Garden villages could help solve the housing crisis and empower local communities

September 23, 2015

Our report Garden Villages recommends a network of new village communities in predominantly rural areas to help solve the housing crisis. It suggests that if each and every one of the 200 mainly rural councils built a new garden village, then a million homes could be built in England over 10 years – many affordable.

The crucial aspect of the proposal is that it’s a localist solution. It does not involve any of the top down imposition on councils from Whitehall of the post war New Towns. Local councils themselves would decide whether they want a garden village or not. This chimes with the government’s ideal of housing growth through localism, embodied in its National Planning Policy Framework.

What would be in it for councils? Well, meeting housing needs with a garden village would enable councils to rule out other unwanted development on appeal; for example, a vast (and probably politically toxic) housing estate on the edge of an existing community – on the grounds it has met its housing obligations. Garden villages would not necessarily have to be built in the greenbelt either.

We recommend giving councils power under the New Towns Act to designate a garden village. Crucially, this would allow the council to acquire the land cheaply at current use value, which is a fraction of the cost of land with planning permission, with the backstop of a compulsory purchase order (CPO) if necessary. The increase in the  value of the land resulting from planning consent would then be used to pay for the new garden village’s infrastructure, high specification housing design, affordable housing and a rich provision of social amenities.

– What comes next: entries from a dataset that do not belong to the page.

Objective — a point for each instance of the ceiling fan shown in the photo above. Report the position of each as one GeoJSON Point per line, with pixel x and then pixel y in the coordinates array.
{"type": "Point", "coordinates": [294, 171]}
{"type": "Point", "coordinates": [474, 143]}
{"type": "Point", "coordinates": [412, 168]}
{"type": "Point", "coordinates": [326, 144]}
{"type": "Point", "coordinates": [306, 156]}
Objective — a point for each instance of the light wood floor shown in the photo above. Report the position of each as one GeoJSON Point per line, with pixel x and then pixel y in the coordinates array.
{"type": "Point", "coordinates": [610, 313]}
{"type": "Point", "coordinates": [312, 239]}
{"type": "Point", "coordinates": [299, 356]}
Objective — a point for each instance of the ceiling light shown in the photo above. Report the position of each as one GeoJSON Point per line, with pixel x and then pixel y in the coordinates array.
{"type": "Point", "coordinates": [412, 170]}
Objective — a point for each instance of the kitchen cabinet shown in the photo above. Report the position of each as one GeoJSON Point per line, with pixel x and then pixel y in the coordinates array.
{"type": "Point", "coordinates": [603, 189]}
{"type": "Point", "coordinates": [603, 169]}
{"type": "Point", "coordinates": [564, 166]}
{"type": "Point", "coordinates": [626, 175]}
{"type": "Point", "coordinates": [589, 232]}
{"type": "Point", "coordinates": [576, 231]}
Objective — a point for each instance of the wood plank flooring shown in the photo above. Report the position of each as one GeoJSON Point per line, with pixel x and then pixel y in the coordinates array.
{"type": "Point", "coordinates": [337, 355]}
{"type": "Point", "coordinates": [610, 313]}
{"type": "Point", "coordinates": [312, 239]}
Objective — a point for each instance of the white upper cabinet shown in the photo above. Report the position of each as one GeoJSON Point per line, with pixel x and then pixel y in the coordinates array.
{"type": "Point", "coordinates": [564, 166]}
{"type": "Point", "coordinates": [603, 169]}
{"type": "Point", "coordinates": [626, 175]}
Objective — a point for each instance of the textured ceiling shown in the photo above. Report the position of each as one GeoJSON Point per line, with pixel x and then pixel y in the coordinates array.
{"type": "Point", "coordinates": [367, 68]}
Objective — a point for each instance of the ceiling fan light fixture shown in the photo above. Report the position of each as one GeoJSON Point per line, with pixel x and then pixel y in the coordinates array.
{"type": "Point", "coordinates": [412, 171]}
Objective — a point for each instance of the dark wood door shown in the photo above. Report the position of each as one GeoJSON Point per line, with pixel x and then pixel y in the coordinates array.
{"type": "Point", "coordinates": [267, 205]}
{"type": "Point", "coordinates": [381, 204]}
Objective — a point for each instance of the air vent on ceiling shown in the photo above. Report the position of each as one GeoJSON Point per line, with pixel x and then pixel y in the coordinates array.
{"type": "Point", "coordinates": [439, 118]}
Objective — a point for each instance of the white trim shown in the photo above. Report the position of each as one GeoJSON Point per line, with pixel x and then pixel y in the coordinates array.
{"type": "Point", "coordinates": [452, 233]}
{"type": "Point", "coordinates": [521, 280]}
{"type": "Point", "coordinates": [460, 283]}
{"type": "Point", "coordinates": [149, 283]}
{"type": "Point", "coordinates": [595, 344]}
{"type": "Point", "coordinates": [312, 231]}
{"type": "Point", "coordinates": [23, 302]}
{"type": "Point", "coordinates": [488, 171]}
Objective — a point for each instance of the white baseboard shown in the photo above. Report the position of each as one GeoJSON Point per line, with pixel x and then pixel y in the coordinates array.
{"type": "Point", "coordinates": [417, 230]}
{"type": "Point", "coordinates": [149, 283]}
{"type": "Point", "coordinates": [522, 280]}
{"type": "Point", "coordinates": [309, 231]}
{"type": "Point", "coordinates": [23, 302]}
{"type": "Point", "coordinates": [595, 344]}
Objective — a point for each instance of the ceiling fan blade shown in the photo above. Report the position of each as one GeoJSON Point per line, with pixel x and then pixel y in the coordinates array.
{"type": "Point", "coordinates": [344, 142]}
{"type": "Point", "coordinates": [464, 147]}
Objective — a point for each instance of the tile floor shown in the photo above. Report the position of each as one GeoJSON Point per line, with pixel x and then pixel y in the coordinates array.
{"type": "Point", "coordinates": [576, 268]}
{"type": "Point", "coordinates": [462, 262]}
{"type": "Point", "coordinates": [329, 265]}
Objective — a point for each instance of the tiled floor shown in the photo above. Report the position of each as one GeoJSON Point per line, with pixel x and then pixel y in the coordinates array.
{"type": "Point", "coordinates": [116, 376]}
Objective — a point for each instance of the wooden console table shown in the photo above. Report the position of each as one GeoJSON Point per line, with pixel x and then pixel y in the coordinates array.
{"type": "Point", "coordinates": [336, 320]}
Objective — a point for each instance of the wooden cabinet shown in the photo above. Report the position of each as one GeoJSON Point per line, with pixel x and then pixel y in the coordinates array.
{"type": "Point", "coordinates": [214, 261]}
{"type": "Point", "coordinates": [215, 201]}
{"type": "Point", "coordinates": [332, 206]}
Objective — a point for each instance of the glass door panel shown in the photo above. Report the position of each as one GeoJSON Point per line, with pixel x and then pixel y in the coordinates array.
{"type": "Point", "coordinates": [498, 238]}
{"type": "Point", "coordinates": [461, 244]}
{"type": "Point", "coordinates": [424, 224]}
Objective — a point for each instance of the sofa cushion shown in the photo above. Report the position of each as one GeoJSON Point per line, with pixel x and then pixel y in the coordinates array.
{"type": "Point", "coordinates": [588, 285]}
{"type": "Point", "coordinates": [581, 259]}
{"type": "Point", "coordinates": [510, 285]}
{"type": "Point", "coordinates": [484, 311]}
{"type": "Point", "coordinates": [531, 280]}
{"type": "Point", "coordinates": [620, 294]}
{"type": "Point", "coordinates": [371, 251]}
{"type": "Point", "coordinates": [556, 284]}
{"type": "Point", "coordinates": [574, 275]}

The government’s consultation, Improving the Compulsory Purchase Process (CPO), published in the spring, is about making the CPO regime faster and fairer. A proposal to change CPO guidance is also intended to encourage public-sector bodies to provide higher levels of compensation than market value, so avoiding the need to resort to CPO in all cases. Garden Villages actually proposes something similar – suggesting landowners could be offered a 50% increase on market value.

There is a view that the stronger CPO powers applied more broadly could bring about a wave of new garden villages naturally, given the passage of time. But time is a luxury we cannot afford. A clear Garden Village option for councils has considerable merit.